Rutin Bayar Iuran JKN, Alfaniah Kini Tak Khawatir Denda Rawat Inap

Alfaniah Nur Ramadhani, peserta JKN asal Surabaya. Foto: Istimewa.

telusur.co.id -Kepesertaan aktif dalam Program Jaminan Kesehatan Nasional (JKN) menjadi faktor penting agar peserta dapat mengakses layanan kesehatan tanpa kendala administratif. Hal itu dirasakan langsung oleh Alfaniah Nur Ramadhani (28), peserta JKN asal Surabaya yang rutin membayar iuran tepat waktu demi menjaga status kepesertaannya tetap aktif.

“Kepesertaan aktif membuat saya merasa aman dan tenang, terlebih ketika menghadapi kondisi darurat atau penyakit yang memerlukan penanganan segera. Saya selalu memastikan untuk rutin membayar iuran tepat waktu dan tidak memiliki tunggakan, agar hak atas layanan kesehatan tetap terjamin dan tidak menimbulkan denda pelayanan setelah menjalani rawat inap di rumah sakit,” ungkap Alfaniah, Rabu (6/5).

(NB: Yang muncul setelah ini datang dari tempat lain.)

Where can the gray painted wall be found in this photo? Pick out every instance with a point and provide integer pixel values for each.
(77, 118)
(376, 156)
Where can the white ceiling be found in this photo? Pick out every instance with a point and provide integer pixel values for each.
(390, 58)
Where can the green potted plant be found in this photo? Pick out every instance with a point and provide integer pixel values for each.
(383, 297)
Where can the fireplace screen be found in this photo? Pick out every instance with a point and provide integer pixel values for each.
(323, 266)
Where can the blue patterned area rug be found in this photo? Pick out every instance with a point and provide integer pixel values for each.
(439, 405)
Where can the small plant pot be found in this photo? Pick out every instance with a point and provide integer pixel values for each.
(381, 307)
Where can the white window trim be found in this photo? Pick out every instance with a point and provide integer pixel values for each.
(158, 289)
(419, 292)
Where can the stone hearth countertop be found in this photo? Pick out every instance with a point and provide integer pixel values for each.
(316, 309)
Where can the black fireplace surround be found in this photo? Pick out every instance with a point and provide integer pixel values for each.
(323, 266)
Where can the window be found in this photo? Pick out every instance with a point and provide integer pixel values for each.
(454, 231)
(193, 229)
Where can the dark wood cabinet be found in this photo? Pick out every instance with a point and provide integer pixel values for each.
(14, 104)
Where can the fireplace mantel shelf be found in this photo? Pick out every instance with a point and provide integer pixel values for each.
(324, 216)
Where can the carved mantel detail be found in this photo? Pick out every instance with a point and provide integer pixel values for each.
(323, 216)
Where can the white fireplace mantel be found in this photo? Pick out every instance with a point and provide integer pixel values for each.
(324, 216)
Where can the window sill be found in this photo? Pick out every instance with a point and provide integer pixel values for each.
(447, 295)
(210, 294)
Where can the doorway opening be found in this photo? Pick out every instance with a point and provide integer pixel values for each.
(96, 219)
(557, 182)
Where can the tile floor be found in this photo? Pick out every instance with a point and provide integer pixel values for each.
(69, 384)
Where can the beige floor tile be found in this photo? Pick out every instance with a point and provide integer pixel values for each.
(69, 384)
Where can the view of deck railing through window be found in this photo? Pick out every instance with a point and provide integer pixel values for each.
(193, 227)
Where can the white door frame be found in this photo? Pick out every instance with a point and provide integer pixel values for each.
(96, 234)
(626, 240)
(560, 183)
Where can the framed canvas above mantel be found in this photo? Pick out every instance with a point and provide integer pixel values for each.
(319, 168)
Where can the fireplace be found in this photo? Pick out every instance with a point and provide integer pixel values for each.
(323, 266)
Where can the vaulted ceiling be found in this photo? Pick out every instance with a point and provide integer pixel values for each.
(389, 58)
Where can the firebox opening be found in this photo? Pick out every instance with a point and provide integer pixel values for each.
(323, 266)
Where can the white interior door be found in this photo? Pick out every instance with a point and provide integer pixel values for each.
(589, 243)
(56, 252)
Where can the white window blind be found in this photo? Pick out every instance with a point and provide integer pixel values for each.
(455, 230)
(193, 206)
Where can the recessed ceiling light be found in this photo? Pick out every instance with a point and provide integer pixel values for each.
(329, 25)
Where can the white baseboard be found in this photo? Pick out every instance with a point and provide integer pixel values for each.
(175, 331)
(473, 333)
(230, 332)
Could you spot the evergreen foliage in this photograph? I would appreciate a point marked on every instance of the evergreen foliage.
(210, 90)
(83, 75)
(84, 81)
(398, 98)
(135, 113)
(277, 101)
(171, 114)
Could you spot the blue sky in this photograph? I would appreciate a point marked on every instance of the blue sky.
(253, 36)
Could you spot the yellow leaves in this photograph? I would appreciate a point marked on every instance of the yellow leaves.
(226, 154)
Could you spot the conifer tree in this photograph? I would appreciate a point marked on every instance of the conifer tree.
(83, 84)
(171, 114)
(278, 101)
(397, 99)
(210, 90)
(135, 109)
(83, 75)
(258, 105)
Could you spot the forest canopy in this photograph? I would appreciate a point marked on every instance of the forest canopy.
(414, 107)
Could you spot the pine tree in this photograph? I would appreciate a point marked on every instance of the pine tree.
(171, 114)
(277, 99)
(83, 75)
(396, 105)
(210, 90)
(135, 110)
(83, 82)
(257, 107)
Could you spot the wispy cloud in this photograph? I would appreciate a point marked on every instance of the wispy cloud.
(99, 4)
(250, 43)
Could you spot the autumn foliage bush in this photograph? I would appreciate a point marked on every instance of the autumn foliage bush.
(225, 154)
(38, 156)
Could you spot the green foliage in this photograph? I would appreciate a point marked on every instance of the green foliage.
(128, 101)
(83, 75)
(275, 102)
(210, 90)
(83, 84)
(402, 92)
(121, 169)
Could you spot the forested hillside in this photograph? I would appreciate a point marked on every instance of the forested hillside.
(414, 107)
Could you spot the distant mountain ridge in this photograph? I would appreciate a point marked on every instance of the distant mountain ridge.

Alfaniah mengaku memahami pentingnya disiplin membayar iuran setelah keluarganya pernah mengalami kendala akibat tunggakan pembayaran. Ia menceritakan, salah satu anggota keluarganya harus menjalani rawat inap dalam kondisi darurat, namun status kepesertaan JKN saat itu nonaktif karena menunggak iuran selama 14 bulan.

“Berdasarkan pengalaman keluarga saya, tahun lalu saudara saya mendadak sakit dan harus rawat inap di rumah sakit. Saat dicek ternyata status JKN-nya nonaktif karena memiliki tunggakan iuran selama 14 bulan. Karena kondisi darurat, akhirnya tunggakan tersebut dilunasi sekaligus. Petugas rumah sakit menjelaskan bahwa meskipun iuran telah dilunasi, selama masih dalam masa 45 hari sejak tanggal pelunasan, saudara saya akan tetap dikenakan denda pelayanan rawat inap,” ujarnya.

Sesuai Peraturan Presiden Nomor 82 Tahun 2018 tentang Jaminan Kesehatan, peserta yang menunggak iuran memang tidak dikenakan denda keterlambatan pembayaran. Namun, denda pelayanan dapat dikenakan apabila peserta menjalani rawat inap dalam waktu 45 hari setelah status kepesertaan kembali aktif.

Besaran denda pelayanan rawat inap dihitung sebesar lima persen dari estimasi biaya paket INA-CBGs berdasarkan diagnosis atau prosedur awal, dikalikan jumlah bulan tunggakan dengan batas maksimal 12 bulan dan nominal denda paling tinggi Rp20 juta.

Alfaniah juga membagikan pengalamannya saat mengurus pembayaran denda pelayanan di rumah sakit.

“Saya mengurus denda pelayanan melalui loket informasi dan pengaduan di rumah sakit. Petugas Pemberi Informasi dan Penanganan Pengaduan (PIPP) akan menghitung besaran denda rawat inap berdasarkan diagnosis awal dari dokter penanggung jawab. Setelah itu, saya melunasinya melalui Alfamart, lalu menyerahkan bukti pembayaran kembali kepada petugas,” jelasnya.

Untuk menghindari tunggakan, Alfaniah menyarankan peserta JKN memanfaatkan layanan autodebet melalui perbankan. Menurutnya, cara tersebut efektif menjaga kepesertaan tetap aktif karena pembayaran iuran dilakukan otomatis setiap bulan.

Dengan kepesertaan aktif, peserta JKN dapat memperoleh layanan kesehatan secara optimal tanpa harus khawatir terhadap kendala administrasi maupun denda pelayanan saat membutuhkan perawatan di rumah sakit.